Post-Soviet States’ Democratic Decline: Results from Freedom House Report

Freedom House has just released its Nations in Transit report for the year 2010. The report attempts to quantify democratic development in Central European and Eurasian states by observing 8 separate factors – for instance, Electoral Process and National Democratic Governance – which affect the level of democracy in a given country. Each category is graded on a score of 1 to 7, with 1 representing the highest level of democratic progress, and 7 representing the lowest. Much of the media attention has typically focused on Russia. The report concluded with a new low for Russia with regard to its democracy score (6.14) and an overall rapid decline in the last decade attributed mostly to the Putin’s extreme centralization policies. However, it is important to look too at the lack of progress being made in the South Caucasus countries and what this may mean for future democratic efforts in a region prevalent to Russia’s foreign policy goals. Of the South Caucasus countries, democratic development in Georgia and Armenia remained stagnant, while in Azerbaijan it deteriorated.

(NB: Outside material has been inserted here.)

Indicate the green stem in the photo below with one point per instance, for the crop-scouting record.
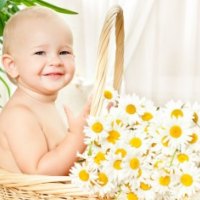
(56, 8)
(6, 86)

Armenia’s scores remained exactly the same as those in the previous year, having fluctuated up and down by half a point over the last decade. Of particular concern is the level of corruption in Armenia, which many Armenians claim as having a negative impact on their everyday lives. The corruption rating remained at 5.5 and down from a decade-long trend of 5.75. Similarly, ratings for the country’s electoral processes, national democratic governance, and judiciary remained the same as the year before. To view CRRC’s reports on corruption in Armenia, please click here.

Georgia’s scores also remained the same as those in 2009. Of great concern is Georgia’s level of national democratic governance. Whilst the national democratic governance rating remains at an uncomfortable 6.0, the report notes that despite political unrest and demonstrations, both protestors and the government mostly refrained from violence, which had been a severe problem in previous years. As a result, it may be construed that Georgia is making certain attempts at progress in this realm.

In Azerbaijan democratic progress regressed somewhat from the previous year, particularly in the area of judicial independence. In the NIT report, the judiciary is characterized as dependent upon the executive branch, whose power it helped to expand by supporting the 2009 referendum on the constitution. It is also judged to be highly corrupt, inefficient, and that it provides no mechanism for human, property, or civil rights violations. Like Russia, overall democratic progress in Azerbaijan has steadily deteriorated over the last decade.

Each category measured by the report for Russia has experienced either a decrease in democratic scores or has remained the same. In other words, the report has found no signs of improvement in any of the 8 categories. The overall democracy score has slipped from 4.58 in 1999-2000 to an “abysmal” 6.14. Whilst Russia views the South Caucasus as within its sphere of influence it is clear that Russia can offer little in the way of guidance when democracy promotion is concerned.